Les tribunaux et les cours d’Algérie ont été paralysés par une grève nationale des avocats mercredi 30 septembre et jeudi 1er octobre 2020.
Les faits remontent au jeudi 24 octobre, lors du procès en appel de l’homme d’affaires Mourad Oulmi, patron de l’entreprise Sovac -représentant en Algérie du constructeur allemand Volkswagen-, poursuivi notamment pour blanchiment d’argent dans l’affaire dite du «montage automobile». Durant l’audience, Abdelmadjid Sellini, bâtonnier d’Alger et avocat du prévenu, avait demandé au juge de reporter l’audience à samedi pour permettre à la défense de s’assurer de l’authenticité d’une série de documents.
Le magistrat a rejeté cette requête, évoquant l’indisponibilité du système de visioconférence durant cette journée, les anciens Premiers ministres Abdelmalek Sellal et Ahmed Ouyahia comparaissant à distance dans ce même procès. Ce refus a donné lieu à une altercation entre le magistrat et le bâtonnier. Sous le coup de la colère, Abdelmadjid Sellini a été victime d’un malaise et a dû quitter en urgence la salle d’audience.
Humiliation
L’incident a été vécu comme une humiliation par les avocats de la capitale. L’ordre des avocats d’Alger a décidé en représailles d’organiser, dimanche 27 septembre, un rassemblement de protestation devant le siège de la cour d’Alger et de suspendre toute activité judiciaire durant une semaine.

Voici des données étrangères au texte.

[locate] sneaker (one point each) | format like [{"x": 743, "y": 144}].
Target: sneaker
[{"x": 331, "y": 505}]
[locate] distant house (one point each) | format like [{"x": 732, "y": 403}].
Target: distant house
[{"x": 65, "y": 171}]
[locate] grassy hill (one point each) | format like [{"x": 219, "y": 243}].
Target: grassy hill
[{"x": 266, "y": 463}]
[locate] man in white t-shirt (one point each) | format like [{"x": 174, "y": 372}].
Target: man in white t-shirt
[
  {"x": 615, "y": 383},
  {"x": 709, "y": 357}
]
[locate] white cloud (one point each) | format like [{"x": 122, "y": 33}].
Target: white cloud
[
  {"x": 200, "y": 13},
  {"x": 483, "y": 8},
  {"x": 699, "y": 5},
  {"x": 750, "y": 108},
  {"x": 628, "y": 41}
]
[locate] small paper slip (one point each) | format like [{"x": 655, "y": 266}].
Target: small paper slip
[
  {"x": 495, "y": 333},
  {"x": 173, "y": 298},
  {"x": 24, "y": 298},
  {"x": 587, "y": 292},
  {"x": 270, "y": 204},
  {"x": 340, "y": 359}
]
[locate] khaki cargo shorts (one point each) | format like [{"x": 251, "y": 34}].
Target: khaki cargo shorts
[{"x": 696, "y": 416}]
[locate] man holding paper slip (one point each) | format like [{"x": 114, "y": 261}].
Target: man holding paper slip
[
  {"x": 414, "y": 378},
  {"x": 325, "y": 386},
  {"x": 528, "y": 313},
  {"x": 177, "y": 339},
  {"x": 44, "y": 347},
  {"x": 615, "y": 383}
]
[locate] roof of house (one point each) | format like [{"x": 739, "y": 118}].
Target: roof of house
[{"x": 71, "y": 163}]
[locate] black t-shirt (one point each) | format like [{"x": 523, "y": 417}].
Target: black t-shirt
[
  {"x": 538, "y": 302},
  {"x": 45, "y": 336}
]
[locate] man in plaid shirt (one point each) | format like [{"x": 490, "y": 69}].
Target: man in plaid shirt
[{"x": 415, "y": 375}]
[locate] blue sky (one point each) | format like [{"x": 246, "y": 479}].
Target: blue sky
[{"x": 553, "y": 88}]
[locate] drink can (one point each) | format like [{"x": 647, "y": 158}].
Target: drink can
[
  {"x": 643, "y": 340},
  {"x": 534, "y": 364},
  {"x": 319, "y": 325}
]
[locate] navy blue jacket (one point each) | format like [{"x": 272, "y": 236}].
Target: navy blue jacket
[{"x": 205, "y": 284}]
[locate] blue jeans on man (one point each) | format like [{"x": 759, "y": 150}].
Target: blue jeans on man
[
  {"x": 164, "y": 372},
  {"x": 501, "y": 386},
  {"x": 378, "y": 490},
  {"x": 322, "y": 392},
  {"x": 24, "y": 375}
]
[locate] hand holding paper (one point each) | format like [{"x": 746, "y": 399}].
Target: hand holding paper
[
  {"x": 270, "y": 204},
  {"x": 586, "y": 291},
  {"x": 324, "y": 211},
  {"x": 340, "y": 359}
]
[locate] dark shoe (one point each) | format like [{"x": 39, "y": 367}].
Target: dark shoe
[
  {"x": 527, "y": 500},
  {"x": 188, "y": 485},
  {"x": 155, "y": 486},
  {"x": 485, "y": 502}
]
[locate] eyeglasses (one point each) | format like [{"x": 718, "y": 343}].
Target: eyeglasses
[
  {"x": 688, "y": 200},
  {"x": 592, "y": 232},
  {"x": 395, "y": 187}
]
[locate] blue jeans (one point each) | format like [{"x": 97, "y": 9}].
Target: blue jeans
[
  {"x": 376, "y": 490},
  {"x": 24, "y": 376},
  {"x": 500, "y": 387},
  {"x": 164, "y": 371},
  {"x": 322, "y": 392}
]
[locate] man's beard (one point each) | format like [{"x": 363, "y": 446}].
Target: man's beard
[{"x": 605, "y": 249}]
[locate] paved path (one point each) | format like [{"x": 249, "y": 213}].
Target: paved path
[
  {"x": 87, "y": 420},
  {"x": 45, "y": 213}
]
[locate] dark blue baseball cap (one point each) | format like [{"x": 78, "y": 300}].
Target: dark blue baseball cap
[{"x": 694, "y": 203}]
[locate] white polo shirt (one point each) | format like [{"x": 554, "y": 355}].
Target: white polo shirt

Me Moumene Chadi, avocat à Alger, explique à Sputnik que l’affaire du bâtonnier Sellini est «la goutte d’eau qui a fait déborder le vase». Selon lui, les relations entre les avocats et les magistrats se sont nettement détériorées depuis plusieurs mois. Une situation qui porte préjudice aux justiciables.
«Nos revendications sont liées aux conditions de la tenue des audiences. Nous constatons que les magistrats ne respectent pas les procédures. C’est valable autant pour les affaires liées au Hirak que celles de droit commun. Nous sommes arrivés à un point où nous ne pouvons plus travailler dans des conditions qui permettent de garantir les droits de nos clients», regrette l’avocat.
«Magistrats en retard de plusieurs heures aux audiences, audiences reportées à cause de l’indisponibilité d’un greffier, manque de respect des juges envers les avocats et les prévenus…» Me Moumene Chadi affirme que ce genre de situation est devenu le quotidien de la défense. Les juridictions de la capitale sont loin d’être une exception. Emboîtant le pas aux avocats d’Alger, les bâtonnats de Tizi-Ouzou, Béjaïa, Médéa et Blida ont également décidé de boycotter les audiences.
«L’affaire Sellini est très grave car au-delà de la personne, c’est le bâtonnier qui représente toute notre corporation qui a été humilié. Durant les audiences, de nombreux magistrats ont un comportement qui ne garantit pas une application rigoureuse et sereine du droit. Il arrive que le procureur sorte de la salle durant les plaidoiries ou encore que le juge demande aux avocats d’abréger leurs interventions. Dans certains cas, cela peut avoir de graves conséquences sur le cours de la procédure. Les magistrats ont tendance à oublier que c’est le cours de la vie de milliers de citoyens qui se joue lors des audiences», note l’avocate.
L’homme au mendjel
Pour les avocats algériens, le premier responsable de la dégradation de la relation avec les magistrats n’est autre que le ministre de la Justice, Belkacem Zeghmati. Marginalisé durant le quatrième mandat du Président Abdelaziz Bouteflika, il a été propulsé à la tête de la chancellerie par le général Ahmed Gaïd Salah. Il a été chargé de mettre en œuvre le «mendjel» (faucille en langue arabe), cette vaste opération qui a conduit à la traduction devant les tribunaux d’anciens hauts responsables et businessmen qui ont profité du système corrompu du Président Bouteflika.
«Nous espérons que la société prenne conscience de ce qui se passe et se détourne des futilités. Quand une société fait les éloges d’une faucille rouillée, je ne sais pas quelle justice elle cherche. Le symbole de la justice, c’est la balance et il en sera toujours ainsi, parce qu’elle pèse les preuves et les arguments pour trancher avec équité. Brandir de tels slogans, c’est reproduire l’image de la momie [Abdelaziz Bouteflika, ndlr] qui a détruit l’Algérie», a-t-il déclaré.
Mais pour les avocats, les magistrats ont eu le souffle court, ils n’ont pas réussi à poursuivre leur combat. «En fait, au début du Hirak les avocats et les magistrats avaient les mêmes revendications. Mais les magistrats ont très vite jeté l’éponge, ils n’ont pas pu aller jusqu’au bout de leur engagement pour l’indépendance de la justice», regrette Me Aouicha Bakhti.